Roughly five years ago, Bethesda, Md., remodeler Mark Scott did the great majority of his business with his local branch of one of the 10 biggest building-materials dealers in the country. As time went on, he noticed that he seemed to be less and less important to them. Eventually, salespeople there told him that, essentially, the company no longer wanted his account — which Scott estimates at a half-million dollars at the time.

A few months ago, Scott was at a small remodeled-home show, and saw the familiar banner of his old supplier adorning a booth there. The salesman manning the booth told him that orders had come from the corporate office to start cultivating relationships with remodelers again.

AN UNTAPPED MARKET In order to understand what's currently happening in the supply chain, it's important to understand how we got to this point. Dealers won't admit it, but anecdotal and statistical evidence strongly suggests a conscious decision by the bigger supply houses to focus on the big-production builders, at the expense of what the industry calls the “high-touch market” — remodelers and custom-home builders. “If a remodeler walks in the front door and wants to buy something, there's not a dealer in the country that'll turn that business down,” says Mike Butts, of LBM Solutions, a DeWitt, Mich.-based business and training consultant to the supply industry. But in terms of actively pursuing that business — or even just encouraging it by returning phone calls and not ignoring those contractors — there's a “totally unfounded feeling that they can find a [new-home] builder and sell a whole house for the same amount of effort,” according to Butts.

“From the perspective of the big dealers, it came down to the question of whether they could be successful being all things to all people, and the answer was no,” says Ruth Kellick-Grubbs, of Kellick & Associates, a firm based in Tryon, N.C., that advises manufacturers, distributors, retailers, and builders serving production builders.

The high-touch market differs from production builders in many ways. Where a dealer will make just one or two deliveries to the site of a tract builder's spec home, a remodeling project or custom home might require a dozen or more deliveries. Remodelers and custom-home builders also need their suppliers to carry a much wider variety of products than production builders do. They have little use for prefab trusses and wall panels, but often lean on dealers for other services, such as showroom use or installation training.

So, while remodeling projects actually offer lumber and building materials dealers a substantially higher gross margin percentage than production homes, when you factor in the “extras,” the net profit will be smaller on the remodeling side, according to Butts.

Consolidation among production builders — and, to a lesser extent, suppliers themselves — may have been the proverbial straw that broke the camel's back.

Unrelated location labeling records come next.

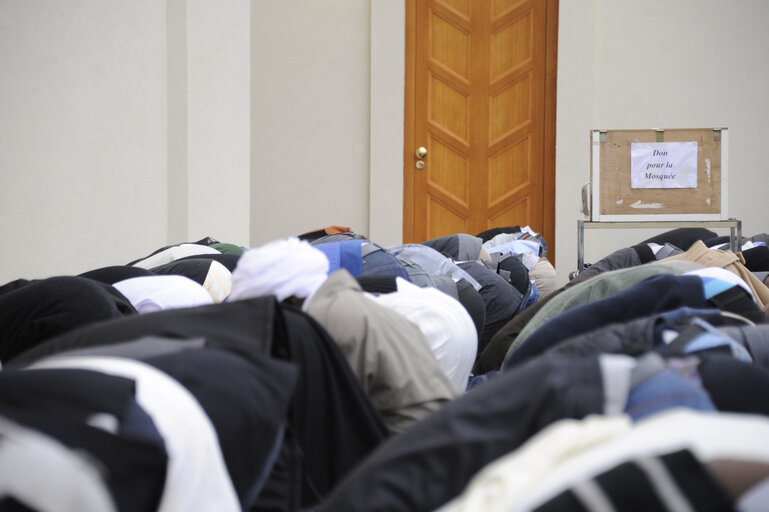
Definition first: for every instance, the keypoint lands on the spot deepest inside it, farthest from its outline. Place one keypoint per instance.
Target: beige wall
(82, 134)
(127, 125)
(310, 116)
(680, 64)
(124, 126)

The sheer volume of the tract builders'accounts made them important customers, and, as Kermit Baker, senior research fellow at the Joint Center for Housing Studies at Harvard University, points out, “it's easier to win over just two or three accounts” than it is to manage dozens of relationships just to get the same amount of business. Particularly for the bigger dealers, who had seen consolidation in their industry as well, there wasn't much of a choice to be made.

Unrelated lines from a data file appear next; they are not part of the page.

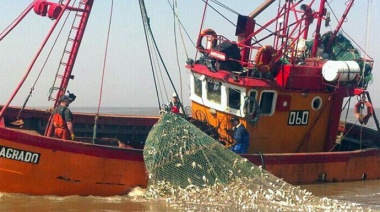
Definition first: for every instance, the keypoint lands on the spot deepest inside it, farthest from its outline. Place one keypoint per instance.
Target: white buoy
(342, 71)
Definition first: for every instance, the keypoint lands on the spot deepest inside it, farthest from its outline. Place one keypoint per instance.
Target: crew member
(241, 137)
(63, 118)
(175, 105)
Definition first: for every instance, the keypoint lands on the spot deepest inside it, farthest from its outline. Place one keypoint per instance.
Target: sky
(128, 80)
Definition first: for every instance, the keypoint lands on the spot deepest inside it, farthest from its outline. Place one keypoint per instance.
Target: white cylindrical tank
(341, 71)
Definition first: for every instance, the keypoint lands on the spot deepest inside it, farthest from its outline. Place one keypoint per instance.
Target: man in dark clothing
(241, 137)
(175, 105)
(63, 118)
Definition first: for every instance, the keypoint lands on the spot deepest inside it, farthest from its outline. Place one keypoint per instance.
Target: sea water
(364, 193)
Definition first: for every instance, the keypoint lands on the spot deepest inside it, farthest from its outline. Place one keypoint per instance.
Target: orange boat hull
(38, 165)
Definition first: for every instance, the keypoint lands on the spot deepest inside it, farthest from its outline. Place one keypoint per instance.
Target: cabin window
(252, 103)
(214, 91)
(316, 103)
(233, 98)
(267, 102)
(198, 87)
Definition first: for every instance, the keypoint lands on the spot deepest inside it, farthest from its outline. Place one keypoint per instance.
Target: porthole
(316, 103)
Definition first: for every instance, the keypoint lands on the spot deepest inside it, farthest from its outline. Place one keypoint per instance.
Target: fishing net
(195, 172)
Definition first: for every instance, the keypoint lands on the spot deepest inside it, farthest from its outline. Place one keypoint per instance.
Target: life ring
(211, 41)
(363, 119)
(265, 58)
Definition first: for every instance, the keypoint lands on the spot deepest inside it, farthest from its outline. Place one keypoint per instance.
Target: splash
(192, 171)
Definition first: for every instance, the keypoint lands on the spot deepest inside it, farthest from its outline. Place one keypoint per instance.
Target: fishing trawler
(288, 93)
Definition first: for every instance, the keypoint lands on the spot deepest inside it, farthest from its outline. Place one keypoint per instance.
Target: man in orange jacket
(63, 119)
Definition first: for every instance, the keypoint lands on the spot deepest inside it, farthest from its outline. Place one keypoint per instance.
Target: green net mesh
(196, 172)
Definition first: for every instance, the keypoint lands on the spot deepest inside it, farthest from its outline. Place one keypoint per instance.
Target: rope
(103, 71)
(176, 46)
(145, 20)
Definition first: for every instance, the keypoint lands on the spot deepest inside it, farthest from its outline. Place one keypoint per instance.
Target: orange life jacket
(58, 120)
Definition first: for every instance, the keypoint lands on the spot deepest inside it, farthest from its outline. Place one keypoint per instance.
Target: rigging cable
(145, 20)
(18, 121)
(175, 14)
(103, 71)
(149, 30)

The result isn't particularly good for anyone. Small, independent suppliers that serve the high-touch market well on a local or regional basis do exist, but only in certain markets (generally ones with a number of well-established remodeling companies or, in the case of New England, where remodeling dominates the construction industry). Remodelers in many areas have had no other option than to use big-box stores as their suppliers. Lumber and building materials dealers, on the other hand, miss out on a whole market segment's worth of customers.